The UCE supermatrices created by phyluce for each of the four assemblers contained on average 2,580 of the 2,590 UCE loci for Hymenoptera (Table 1). All matrices contained 501 species, but the size of the supermatrix and the percentage of missing data varied depending on the assembler (Table 1). Trinity, which is generally used as the default assembler in phyluce, resulted in the shortest and most incomplete supermatrix with 2,579 loci representing 127,803 sites (40.5% variable) and 17.8% missing data. Among metagenomic assemblers, metaspades provided the largest and most complete supermatrix with 2,582 loci representing 156,456 sites (44.5% variable) and only 6.0% missing data. idba‐ud retrieved 2,581 loci representing 132,403 sites (43.9% variable) with only 6.7% missing data, and megahit resulted in a supermatrix with 2,579 loci representing 147,589 sites (43.2% variable) but with 12.4% missing data. Note that fewer than 30 loci were retrieved for Phalacromyrmex fugax (between four and 27 loci depending on the assembler). This is congruent with the original publication in which this low‐quality library was not included in phylogenetic analyses (Branstetter, Danforth, et al., 2017). Accordingly, we removed the Phalacromyrmex fugax library (SRR5437956) from the data set.

3.2. Extracting mitochondrial sequences from UCE sequencing data

Depending on the assembler used in MitoFinder, mitochondrial reads were recovered in 499, 500 and 501 libraries out of a total of 501 (Table 1; Figure 2b). Overall, mitochondrial signal thus was detected in all libraries but only metaspades retrieved it in all species (Appendix S2). On average, 3.8 contigs per species were identified (Tables 1 and 2; Figure 2b) and 13.7 genes were annotated with MitoFinder (Figure 2c; Table 2).

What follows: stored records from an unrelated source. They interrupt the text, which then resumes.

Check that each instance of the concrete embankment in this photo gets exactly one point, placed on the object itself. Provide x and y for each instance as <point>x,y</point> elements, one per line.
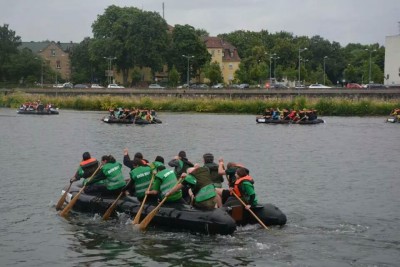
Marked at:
<point>217,93</point>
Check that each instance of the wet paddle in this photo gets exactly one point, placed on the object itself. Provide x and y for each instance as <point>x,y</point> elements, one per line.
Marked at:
<point>252,213</point>
<point>62,199</point>
<point>109,211</point>
<point>143,225</point>
<point>138,214</point>
<point>67,209</point>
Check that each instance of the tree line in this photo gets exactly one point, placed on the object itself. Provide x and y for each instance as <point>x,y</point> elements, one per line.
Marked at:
<point>132,39</point>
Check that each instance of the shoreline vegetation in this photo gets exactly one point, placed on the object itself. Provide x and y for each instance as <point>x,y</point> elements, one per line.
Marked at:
<point>325,106</point>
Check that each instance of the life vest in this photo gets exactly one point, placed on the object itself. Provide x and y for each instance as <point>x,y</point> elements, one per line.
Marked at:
<point>87,167</point>
<point>168,181</point>
<point>215,177</point>
<point>141,177</point>
<point>236,187</point>
<point>115,178</point>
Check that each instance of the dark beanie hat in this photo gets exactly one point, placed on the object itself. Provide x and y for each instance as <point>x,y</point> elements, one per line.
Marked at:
<point>86,156</point>
<point>160,159</point>
<point>182,154</point>
<point>208,157</point>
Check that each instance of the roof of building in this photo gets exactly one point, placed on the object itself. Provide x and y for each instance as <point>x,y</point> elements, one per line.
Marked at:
<point>230,52</point>
<point>36,47</point>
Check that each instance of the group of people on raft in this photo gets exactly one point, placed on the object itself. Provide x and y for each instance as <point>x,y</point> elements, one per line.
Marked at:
<point>185,182</point>
<point>396,114</point>
<point>290,115</point>
<point>36,106</point>
<point>132,114</point>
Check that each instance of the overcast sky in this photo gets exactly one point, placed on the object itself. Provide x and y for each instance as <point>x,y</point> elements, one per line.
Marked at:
<point>343,21</point>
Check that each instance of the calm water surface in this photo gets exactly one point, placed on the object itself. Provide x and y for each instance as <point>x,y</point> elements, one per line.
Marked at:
<point>337,182</point>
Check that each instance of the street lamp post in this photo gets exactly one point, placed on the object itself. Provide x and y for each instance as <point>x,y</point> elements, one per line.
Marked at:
<point>110,59</point>
<point>41,77</point>
<point>270,69</point>
<point>188,72</point>
<point>300,50</point>
<point>325,57</point>
<point>275,58</point>
<point>370,63</point>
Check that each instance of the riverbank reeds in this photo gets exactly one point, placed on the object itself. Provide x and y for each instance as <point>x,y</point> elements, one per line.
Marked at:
<point>336,106</point>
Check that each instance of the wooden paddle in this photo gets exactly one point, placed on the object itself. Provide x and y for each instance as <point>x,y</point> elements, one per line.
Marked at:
<point>252,213</point>
<point>62,199</point>
<point>109,211</point>
<point>150,216</point>
<point>138,214</point>
<point>67,209</point>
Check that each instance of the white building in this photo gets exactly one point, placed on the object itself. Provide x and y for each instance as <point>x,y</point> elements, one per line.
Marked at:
<point>392,60</point>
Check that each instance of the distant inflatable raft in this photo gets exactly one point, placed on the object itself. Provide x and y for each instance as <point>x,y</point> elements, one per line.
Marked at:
<point>301,122</point>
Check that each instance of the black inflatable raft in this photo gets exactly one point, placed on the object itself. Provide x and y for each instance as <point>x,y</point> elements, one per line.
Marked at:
<point>301,122</point>
<point>181,216</point>
<point>109,119</point>
<point>52,111</point>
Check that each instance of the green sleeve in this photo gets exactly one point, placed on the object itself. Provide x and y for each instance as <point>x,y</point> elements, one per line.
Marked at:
<point>156,185</point>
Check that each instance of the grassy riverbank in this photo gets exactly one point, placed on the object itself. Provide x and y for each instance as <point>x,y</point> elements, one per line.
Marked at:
<point>336,106</point>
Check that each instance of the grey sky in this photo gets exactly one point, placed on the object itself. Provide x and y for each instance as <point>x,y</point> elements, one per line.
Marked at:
<point>343,21</point>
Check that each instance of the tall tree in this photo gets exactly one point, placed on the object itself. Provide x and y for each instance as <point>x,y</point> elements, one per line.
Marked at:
<point>9,43</point>
<point>134,37</point>
<point>186,43</point>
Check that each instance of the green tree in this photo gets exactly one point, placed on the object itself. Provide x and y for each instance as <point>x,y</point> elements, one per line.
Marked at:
<point>9,43</point>
<point>173,77</point>
<point>87,69</point>
<point>214,73</point>
<point>185,42</point>
<point>134,37</point>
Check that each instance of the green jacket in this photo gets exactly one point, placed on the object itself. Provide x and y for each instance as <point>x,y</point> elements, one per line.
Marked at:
<point>164,181</point>
<point>114,177</point>
<point>141,177</point>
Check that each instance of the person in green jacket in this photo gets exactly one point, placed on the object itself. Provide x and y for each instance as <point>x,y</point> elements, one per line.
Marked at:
<point>164,181</point>
<point>215,177</point>
<point>109,181</point>
<point>198,180</point>
<point>140,179</point>
<point>86,169</point>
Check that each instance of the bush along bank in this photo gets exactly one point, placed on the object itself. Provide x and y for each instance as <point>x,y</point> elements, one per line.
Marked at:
<point>337,106</point>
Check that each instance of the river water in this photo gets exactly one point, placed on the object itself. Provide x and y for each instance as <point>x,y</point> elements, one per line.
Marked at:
<point>338,183</point>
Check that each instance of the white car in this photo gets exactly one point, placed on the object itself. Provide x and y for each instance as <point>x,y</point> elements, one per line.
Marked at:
<point>218,85</point>
<point>96,86</point>
<point>114,85</point>
<point>318,85</point>
<point>155,86</point>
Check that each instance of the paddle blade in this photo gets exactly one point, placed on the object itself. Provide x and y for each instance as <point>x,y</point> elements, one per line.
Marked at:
<point>62,199</point>
<point>138,214</point>
<point>137,217</point>
<point>67,208</point>
<point>110,210</point>
<point>143,225</point>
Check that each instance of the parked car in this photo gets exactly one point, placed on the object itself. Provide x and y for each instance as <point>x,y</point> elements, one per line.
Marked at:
<point>95,85</point>
<point>278,86</point>
<point>218,85</point>
<point>80,86</point>
<point>199,86</point>
<point>114,85</point>
<point>318,85</point>
<point>353,86</point>
<point>68,85</point>
<point>155,86</point>
<point>376,86</point>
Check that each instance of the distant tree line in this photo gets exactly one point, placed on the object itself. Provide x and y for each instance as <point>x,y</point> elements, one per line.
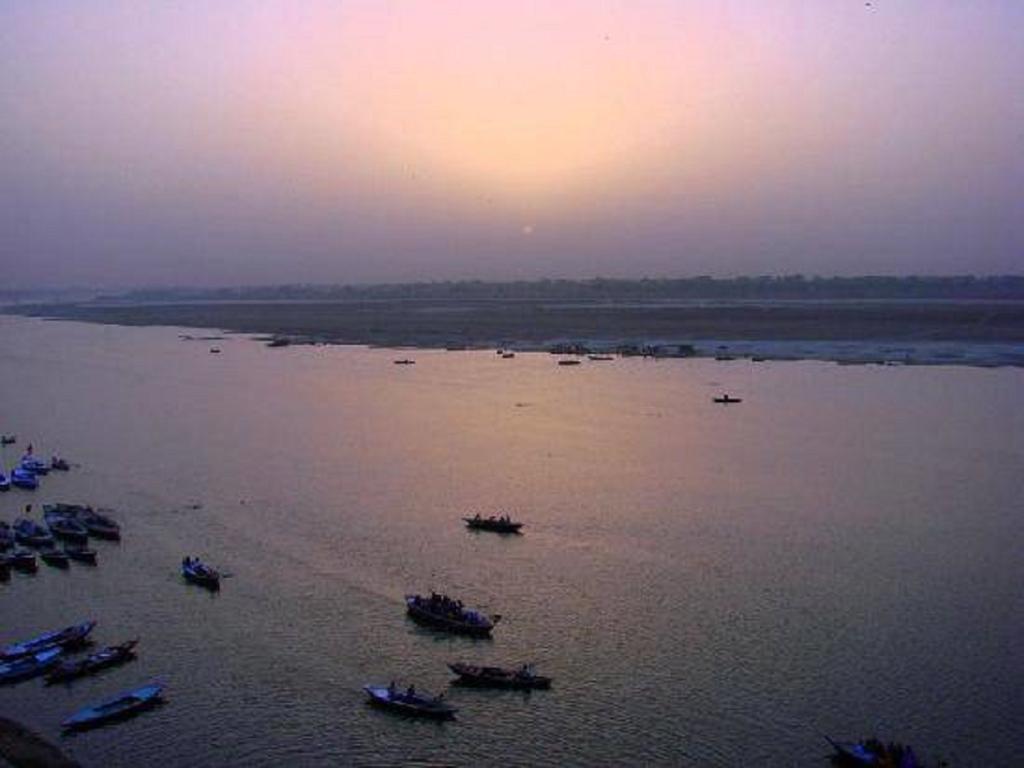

In 296/501 cases, MitoFinder was able to assemble a contig of more than 15,000 bp containing at least 13 annotated genes that probably represents the complete mitochondrial genome. In 52 of these cases, all 15 genes were annotated. In the remaining cases, the putative mitogenome contigs were missing one or two genes, mostly the short and divergent ATP8 (131/296), the 12S rRNA (29/296) and the 16S rRNA (10/296), which were present but not directly annotated by our blast‐based procedure. By comparison, mitobim produced a mitochondrial contig for only 358 libraries for which an average of 3.51 genes were annotated representing 2,840.24 nucleotides on average.

TABLE 2.

Statistical comparison between the performances of the different assemblers

Number of mtDNA contigs Number of mtDNA genes
  IDBA‐UD MEGAHIT MetaSPAdes Trinity   IDBA‐UD MEGAHIT MetaSPAdes Trinity
IDBA‐UD   ** (+) *** (+) NS (–) IDBA‐UD   *** (–) *** (–) *** (–)
MEGAHIT ** (–)   * (+) *** (–) MEGAHIT *** (+)   * (–) *** (+)
MetaSPAdes *** (–) * (–)   *** (–) MetaSPAdes *** (+) * (+)   *** (+)
Trinity NS (+) *** (+) *** (+)   Trinity *** (+) *** (+) *** (–)  
Number of coding mtDNA nucleotides Number of UCE nucleotides
  IDBA‐UD MEGAHIT MetaSPAdes Trinity   IDBA‐UD MEGAHIT MetaSPAdes Trinity
IDBA‐UD   *** (–) *** (–) * (–) IDBA‐UD   *** (–) *** (–) *** (+)
MEGAHIT *** (+)   * (–) *** (–) MEGAHIT *** (+)   *** (–) *** (+)
MetaSPAdes *** (+) * (+)   *** (+) MetaSPAdes *** (+) *** (+)   *** (+)
Trinity * (+) *** (–) *** (–)   Trinity *** (–) *** (–) *** (–)  

Statistical significance was estimated with a paired nonparametric test (paired Wilcoxon test). ***p < .001; **< .01; *p < .05; NS = p> .05; and (+)/(–) indicates the result of the comparison between the row and the column.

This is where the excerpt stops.